As principais ameaças à sobrevivência das harpias são a caça ilegal, fragmentação do habitat e desmatamento. A caça é preocupante por se tratar de uma espécie rara, com reprodução longa, dependente dos adultos para manutenção da estabilidade populacional. Nota-se a ocorrência da diminuição da diversidade genética da espécie nas áreas onde houve intenso desmatamento, como por exemplo, a Mata Atlântica. Também se observa que a redução da biodiversidade do hábitat, quando afeta as populações de animais que constituem suas presas, representa mais uma ameaça.

As medidas propostas para a proteção das populações desta espécie incluem a preservação das áreas de sua ocorrência, aumento da fiscalização, o fomento às pesquisas, às ações para conservação ex situ, aprimoramento das técnicas para reprodução em cativeiro, soltura e reintrodução, ações de educação ambiental e acompanhamento das populações de mamíferos arborícolas que constituem suas presas.

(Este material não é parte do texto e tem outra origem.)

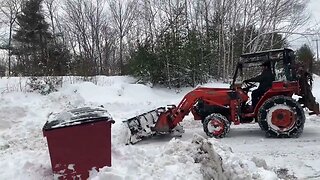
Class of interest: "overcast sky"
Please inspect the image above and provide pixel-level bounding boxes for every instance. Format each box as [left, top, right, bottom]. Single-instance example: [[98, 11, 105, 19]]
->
[[289, 0, 320, 52]]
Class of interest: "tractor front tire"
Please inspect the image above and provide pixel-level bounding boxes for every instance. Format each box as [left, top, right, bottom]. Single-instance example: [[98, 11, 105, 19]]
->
[[203, 113, 230, 138], [257, 96, 306, 138]]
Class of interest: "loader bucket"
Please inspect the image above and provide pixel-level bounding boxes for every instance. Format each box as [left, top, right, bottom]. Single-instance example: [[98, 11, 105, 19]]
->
[[123, 107, 170, 144]]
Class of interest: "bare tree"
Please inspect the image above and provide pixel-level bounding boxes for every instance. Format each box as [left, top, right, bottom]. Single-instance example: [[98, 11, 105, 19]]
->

Um Plano da Ação Nacional para a Conservação de Aves de Rapina foi publicado em 2008, pelo ICMBio e encerrado em 2011, propondo medidas para a conservação dos rapinantes. Outro importante plano de ação, denominado Plano de Ação Nacional para Conservação das Aves da Amazônia foi publicado em 2014, com objetivo de reduzir a perda e degradação de hábitat e o declínio populacional das aves alvo do plano até 2021. Estes dois documentos contemplaram importantes ações que colaboraram e ainda contribuem para a preservação da harpia.

Assim como as demais aves de rapina, as harpias possuem papel fundamental na manutenção do equilíbrio ecológico das áreas onde habitam, auxiliando no controle e na estabilização da população de suas presas e na manutenção da biodiversidade. Por apresentarem suscetibilidade à contaminação pela cadeia alimentar e aos impactos das ações antrópicas, possuem papel de bioindicadoras de alterações ambientais e da condição do hábitat. Desta forma, preservar as populações de harpias, assim como das demais aves de rapina, é uma medida fundamental para a manutenção do equilíbrio dos ecossistemas.